Compliance as a function is sometimes subject to varying definitions. Across different companies, industries, and cultures, organizational perspectives on the purpose and scope of a compliance program can vary. Some see compliance as an alternative to or close relation of the legal department, while others position it much more independently, perhaps as an intermediary between the business lines and audit. Still others may see compliance as the depository for risk-based support activities that do not otherwise fall cleanly into any other established unit.
As previously discussed on this blog, and as this blog will continue to ensure to express, the autonomy and visibility of compliance is integral to the integrity and sustainability of an organization’s employees and business strategy. Compliance blends a rules-based approach with a values-based approach to reconcile ethical expectations with legal obligations and technical requirements.
Professionals who work with interpreting legal and regulatory guidance and implementing these into business practices will likely recognize the acronym “GRC.” GRC stands for governance, risk management, and compliance. This umbrella term integrates these functions to describe the operational activities undertaken by an organization to execute plans, manage risk, and encourage integrity.
The GRC model refers to process themes, not necessarily functional units of an organization. Indeed, the three themes of GRC may be included in operational tasks and across numerous independent departments, including HR, finance, IT, audit, and at the board level, in addition to the obvious areas such as risk, legal, and compliance.
GRC can be seen as a discipline that seeks to coordinate the flow of information and ownership of risk so that the activities and processes it encompasses are effectively and efficiently incorporated. As organizations become bigger, this discipline becomes all the more important for keeping channels of communication open and clear, both up and down silos as well as across business areas.
Ethical decision-making thrives in an integrated system where objectives are clearly expressed and information-sharing is transparent and relied-upon. Elevating a coordinated GRC discipline can foster a communication regimen in an organization where reasonableness and feedback rather than heuristics and routine dominate. Equity and integrity can thrive if actions are taken openly and cooperatively rather than in isolation.
In the ever-changing regulatory landscape of modern business, it is so important that an organization’s GRC activities be coordinated so that work is not duplicated or wasted and gaps are filled rather than passed over with tunnel vision.

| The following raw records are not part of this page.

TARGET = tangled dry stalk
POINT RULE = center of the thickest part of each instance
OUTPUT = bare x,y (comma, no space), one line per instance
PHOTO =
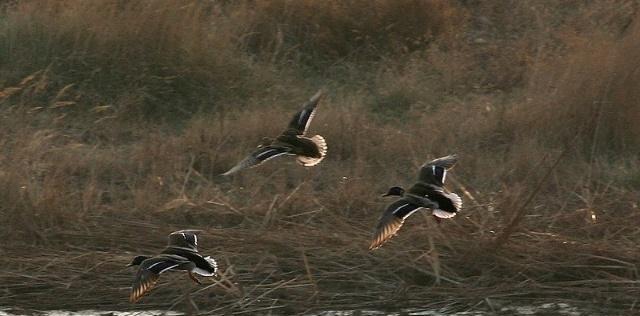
103,152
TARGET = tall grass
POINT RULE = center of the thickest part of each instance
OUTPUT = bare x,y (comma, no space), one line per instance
117,118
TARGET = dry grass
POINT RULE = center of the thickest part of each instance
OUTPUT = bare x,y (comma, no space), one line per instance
117,118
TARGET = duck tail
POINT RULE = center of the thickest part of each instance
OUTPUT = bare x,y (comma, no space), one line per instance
212,263
457,204
322,149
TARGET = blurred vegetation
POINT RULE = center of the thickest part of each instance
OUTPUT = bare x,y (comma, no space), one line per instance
117,116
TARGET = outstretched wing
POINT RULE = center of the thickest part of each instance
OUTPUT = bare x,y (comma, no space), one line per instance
391,221
149,273
186,238
435,171
300,122
257,157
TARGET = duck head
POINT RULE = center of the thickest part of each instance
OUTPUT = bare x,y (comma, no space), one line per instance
137,260
395,191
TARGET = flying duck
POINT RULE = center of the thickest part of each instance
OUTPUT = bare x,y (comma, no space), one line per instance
181,254
309,151
427,193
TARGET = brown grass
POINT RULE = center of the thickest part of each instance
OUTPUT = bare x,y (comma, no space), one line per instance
117,118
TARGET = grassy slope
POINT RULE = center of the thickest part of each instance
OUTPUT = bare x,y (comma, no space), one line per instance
115,119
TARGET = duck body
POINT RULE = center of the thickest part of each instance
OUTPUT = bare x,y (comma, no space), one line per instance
202,265
299,145
309,151
427,193
181,254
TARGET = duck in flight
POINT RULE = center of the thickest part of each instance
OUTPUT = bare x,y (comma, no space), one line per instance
427,193
309,151
181,254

These functions share stakeholders and objectives, and therefore should share information to maximize meaningful impact and minimize redundant effort.
The basic concepts of the GRC approach are all useful for a compliance officer or other professional to consider:
- Governance: This refers to the management control framework used by an organization’s senior leadership, relying on management information from across the organization in order to direct and control the overall strategy and operation of an organization. This concerns major existential questions for the organization, such as – what are the roles of leaders at all levels? What are the reporting mechanisms and what checks and balances exist for these? How does business strategy translate into directions to various business units and how are these instructions communicated to employees? Having an informed perspective on the organization’s governance objectives is very important for a compliance officer because this gives insight to the tone at the top and the mechanism through which these critical values become concrete practices.
- Risk management: Risk management is the identification, assessment, and response to risk factors which may have an impact on an organization’s activities. This also includes considering risks which do not have an impact and ascertaining that this evaluation remains correct and current as fluid business objectives and conditions may change. All organizations are subject to some risks, such as operational risk, technological risk, and financial risk, while others may be determined by the industry in which they operate, such as market risk, liquidity risk, political risk, third-party risk, and product-specific risks. Risk management entails planning and implementing controls in order to address these risks, either by mitigating them, changing strategy or practice to eliminate them, accepting them, or transferring them to a service provider or partner who is positioned to best respond to them. Legal, legislative, and regulatory risks are of particular interest to compliance officers, as are compliance-centric risks such as reputational risk. Compliance officers should take risk identification and assessment well into account when planning compliance program objectives so that these can be fine-tuned to the emergent and most important needs the business faces in this area.
- Compliance: Of course, staying in good standing with supervisory authorities and ensuring that business practices and procedures meet standards and requirements set by external laws and regulations as well as internal policies and procedures, ensures that the work done in governance and risk management activities is properly directed and sufficiently supported. An on-going assessment and prioritization of the compliance program’s effectiveness and appropriateness is necessary to ensure that the controls in place are up-to-date and working as intended.
The themes above are all germane to the objectives of a compliance program and can be referred to in seeking buy-in from senior management or supervisory board members, with whom ultimate responsibility for establishing and executing these systemic processes rests.